Why we use unique partial indexes
We use a lot of unique partial indexes, like this one:
CREATE UNIQUE INDEX ON omicron.public.silo (
name
) WHERE
time_deleted IS NULL;
The index is unique because we don't want to allow two Silos to have the same name. The index is a partial index because of soft deletes. The index should only include non-deleted Silos (time_deleted IS NULL). This is important because otherwise if someone deleted a Silo, the index would (erroneously) prevent us from ever using its name again. RFD 192 talks about all this.
ON CONFLICT
There are times when you want to INSERT a row into a table, and if the INSERT would violate a uniqueness constraint, then you want to ignore the error. For example, consider this index on silo_group:
CREATE UNIQUE INDEX ON omicron.public.silo_group (
silo_id,
external_id
) WHERE
time_deleted IS NULL;
When a user successfully logs into the console using an identity provider (IdP), the IdP may provide us a list of groups that the user is in. That's the first time we may learn about these groups. We want to create records in silo_group for any groups that do not already exist. A good way to do this is INSERT INTO silo_group (...) VALUES (...) ON CONFLICT ... DO NOTHING. This causes the database to create the record if it doesn't exist, but not fail the query (or, more importantly in this case, the surrounding transaction) if the record already exists.

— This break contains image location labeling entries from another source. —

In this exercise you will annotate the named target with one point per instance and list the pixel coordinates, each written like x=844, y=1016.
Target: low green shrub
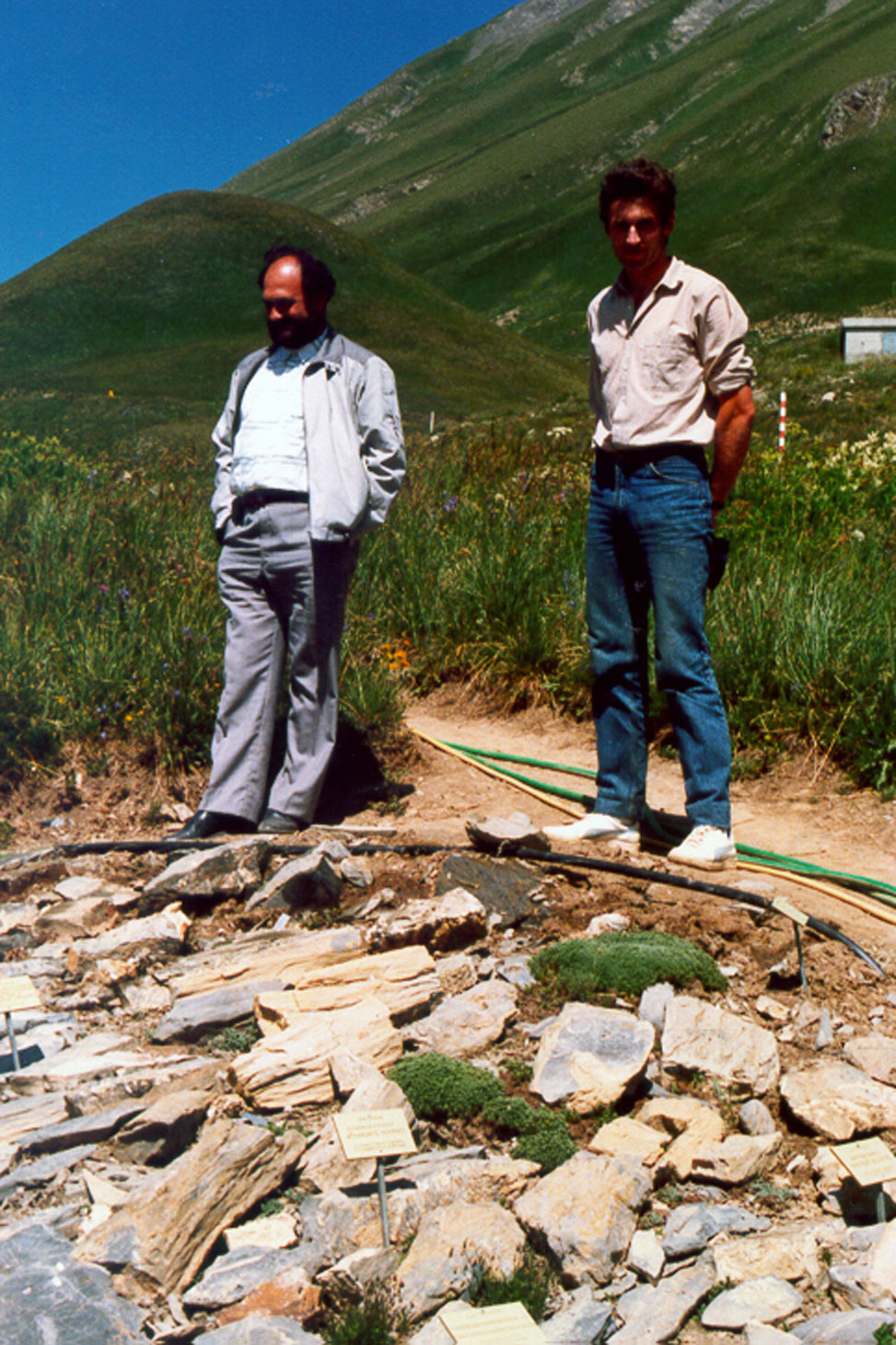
x=530, y=1286
x=440, y=1088
x=367, y=1324
x=549, y=1143
x=623, y=964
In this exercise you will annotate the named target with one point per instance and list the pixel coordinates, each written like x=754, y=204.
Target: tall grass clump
x=803, y=628
x=110, y=625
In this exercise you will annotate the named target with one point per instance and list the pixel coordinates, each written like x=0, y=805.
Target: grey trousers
x=285, y=600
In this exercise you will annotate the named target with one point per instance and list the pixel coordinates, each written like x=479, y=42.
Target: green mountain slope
x=163, y=301
x=478, y=166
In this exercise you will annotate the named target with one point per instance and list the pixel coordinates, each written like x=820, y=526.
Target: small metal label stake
x=507, y=1324
x=17, y=994
x=798, y=918
x=870, y=1164
x=376, y=1134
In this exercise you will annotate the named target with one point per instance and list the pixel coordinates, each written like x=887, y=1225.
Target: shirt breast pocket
x=669, y=358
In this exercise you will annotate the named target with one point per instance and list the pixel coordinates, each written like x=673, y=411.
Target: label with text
x=869, y=1161
x=507, y=1324
x=374, y=1134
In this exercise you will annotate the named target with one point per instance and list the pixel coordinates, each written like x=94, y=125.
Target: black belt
x=254, y=499
x=634, y=458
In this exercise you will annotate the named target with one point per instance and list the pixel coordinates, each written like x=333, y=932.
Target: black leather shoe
x=204, y=825
x=280, y=824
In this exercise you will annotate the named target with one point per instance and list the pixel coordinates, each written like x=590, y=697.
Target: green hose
x=876, y=888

(This is much better than, say, trying to SELECT the silo_group first and then writing an INSERT only if you don't find it. If you don't do this in one transaction, there's a race: you might not find the silo_group, but it's present when you go to insert it. Then your query fails spuriously sometimes. If you do do this in a transaction, then it has all the problems of interactive transactions in RFD 192, plus we're doing two queries instead of one to do the same work. It's clearly much cleaner and more efficient to just issue one INSERT ... ON CONFLICT ... DO NOTHING.)
CockroachDB support for ON CONFLICT
While looking into this, I found a few Cockroachdb issues and PRs related to this:
- support for ON CONFLICT with unique partial indexes: issue, pr. Introduced in 22.1 (newer than what we're using right now). This requires the syntax
ON CONFLICT (columns...) WHERE partial_index_where_clause....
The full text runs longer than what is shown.